Since last October, People has purchased Denver-based Frontier Airlines for $300 million and also acquired two commuter airlines--Britt Airways in the Midwest and Provincetown-Boston Airline on the East Coast. With its purchase of Frontier, the company quickly became locked in a fare war with Continental and United, larger airlines that have aggressively dropped prices to preserve or enlarge their shares of the key Denver market. Frontier was forced to drop fares systemwide by 50% but has recently increased them somewhat. Simultaneously, it tried to reduce costs to balance its revenue losses.
People Express “bought a weak No. 3 carrier (Frontier) in a competitive market, and they did it without financial or marketing strength,” a West Coast institutional analyst said Monday. “It’s like the haphazard acquisition strategy of Braniff in the late ‘70s; that, combined with a weak balance sheet and a soggy economy, have brought this on.”

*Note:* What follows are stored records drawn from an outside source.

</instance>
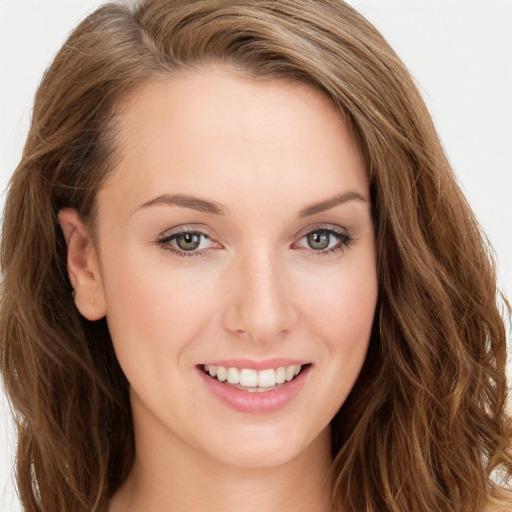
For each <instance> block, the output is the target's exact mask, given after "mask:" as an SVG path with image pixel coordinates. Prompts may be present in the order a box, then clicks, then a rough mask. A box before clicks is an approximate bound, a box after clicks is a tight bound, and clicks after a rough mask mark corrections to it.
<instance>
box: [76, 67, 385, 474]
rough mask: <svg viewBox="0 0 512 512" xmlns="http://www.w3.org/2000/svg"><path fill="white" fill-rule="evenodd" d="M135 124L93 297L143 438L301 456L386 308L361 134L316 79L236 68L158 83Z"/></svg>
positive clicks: (335, 411)
mask: <svg viewBox="0 0 512 512" xmlns="http://www.w3.org/2000/svg"><path fill="white" fill-rule="evenodd" d="M119 137H120V141H121V142H120V148H119V151H120V155H121V161H120V163H119V165H118V167H117V168H116V169H115V170H114V172H113V174H112V175H111V177H110V178H109V180H108V181H107V182H106V184H105V185H104V186H103V187H102V189H101V190H100V191H99V193H98V197H97V201H98V207H99V215H98V230H97V234H96V235H97V236H96V240H95V249H94V254H93V256H94V257H91V258H89V259H90V261H93V260H94V259H95V258H96V256H97V257H98V264H97V265H98V267H97V270H95V271H94V272H96V275H95V279H96V288H95V289H94V291H93V292H92V293H93V294H94V295H95V297H94V299H95V300H94V301H90V303H89V304H88V305H85V306H83V308H82V312H83V313H84V314H85V315H86V316H87V314H88V313H87V311H89V316H91V315H92V316H94V317H100V316H102V315H103V314H106V316H107V321H108V325H109V329H110V332H111V335H112V339H113V343H114V347H115V350H116V353H117V356H118V359H119V362H120V364H121V367H122V368H123V371H124V372H125V374H126V376H127V378H128V381H129V382H130V385H131V399H132V407H133V414H134V421H135V431H136V435H137V437H138V438H141V439H142V438H144V439H151V440H152V442H153V443H154V444H155V443H156V445H158V443H170V444H173V443H174V444H175V445H177V446H178V445H179V446H186V447H189V448H190V449H193V450H200V452H201V453H203V454H205V456H207V457H210V458H212V459H215V460H217V461H222V462H225V463H228V464H234V465H272V464H280V463H283V462H285V461H287V460H291V459H293V458H294V457H297V456H298V455H299V454H301V453H302V452H304V451H305V450H307V448H308V447H309V446H311V445H312V444H313V443H314V442H315V440H318V439H319V438H321V437H324V438H325V436H326V435H328V428H329V427H328V425H329V422H330V420H331V419H332V418H333V416H334V415H335V413H336V412H337V410H338V409H339V408H340V406H341V405H342V404H343V402H344V400H345V398H346V397H347V395H348V393H349V392H350V390H351V388H352V386H353V384H354V382H355V380H356V378H357V376H358V374H359V372H360V369H361V366H362V364H363V361H364V359H365V356H366V351H367V347H368V343H369V337H370V331H371V326H372V321H373V316H374V310H375V303H376V298H377V279H376V264H375V252H374V231H373V224H372V219H371V205H370V201H369V193H368V182H367V177H366V173H365V164H364V161H363V159H362V156H361V153H360V151H359V149H358V146H357V144H356V142H355V140H354V138H353V137H352V135H351V134H350V133H349V131H348V130H347V127H346V125H345V123H344V122H343V120H342V118H341V117H340V114H339V113H338V111H337V110H336V109H335V108H334V107H333V105H332V104H331V103H330V102H329V101H328V100H327V99H325V98H324V97H323V96H321V95H320V94H319V93H318V92H315V91H314V90H312V89H310V88H308V87H307V86H304V85H300V84H296V83H291V82H287V81H280V80H268V81H263V80H251V79H249V78H243V77H241V76H239V75H235V74H234V73H232V72H229V71H228V70H226V69H204V70H201V71H194V72H189V74H186V75H183V76H182V77H179V78H172V79H168V80H166V81H159V82H156V81H155V82H153V83H150V84H148V85H146V86H144V87H143V88H142V89H140V90H138V91H137V92H136V94H134V95H133V96H132V97H131V98H130V99H129V100H128V101H127V102H126V104H125V105H124V108H123V110H122V113H121V116H120V134H119ZM96 253H97V254H96ZM91 254H92V253H91ZM94 264H95V263H94V261H93V263H92V265H94ZM94 272H93V274H94ZM84 300H85V299H84ZM91 302H94V304H91ZM79 307H80V306H79ZM87 308H89V309H87ZM91 311H94V312H93V313H91ZM297 372H300V373H298V375H296V374H297ZM210 373H211V375H209V374H210Z"/></svg>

Others noted that People Express was among the airlines hurt when a weak dollar and the fear of terrorism reduced air travel to Europe this year.
Several analysts said they do not expect that the company will be forced to turn to bankruptcy court reorganization. David Sylvester, an analyst with Montgomery Securities, predicted that the company will sell Frontier to raise enough cash to retrench around its Newark hub.
He said that Frontier alone lost $24 million in the first quarter of this year and predicted that it will lose $25 million in the second quarter. The company’s units combined will lose $39 million in the second quarter, he predicted.
People Express’ underwriters, Morgan Stanley and Hambrecht & Quist, each have one representative on the company’s board. Some analysts suggested that those board members may be urging a sale of the company or some other major step to protect investors.
However, some analysts were skeptical that other carriers would be interested in buying People Express, whose strategy has nettled them for years. “They’d really just like to see it go out of business,” said Karen Jacobs, analyst with Donaldson, Lufkin & Jenrette Securities.
In an abrupt change of strategy early last month, People Express announced that it would try to lure the business traveler in several ways, introducing the kind of frequent-flyer program it had long spurned, setting aside first-class sections and offering reduced fares for those who reserved in advance.
When top company officials met with analysts in New York, “it sounded to me like they believed that could turn their problems around,” Argus’ Hatch recalled. “That’s why this is such a surprise.”
Montgomery’s Sylvester said the airline’s abrupt announcement Monday “is pretty alarming by itself; it suggests management isn’t in control.”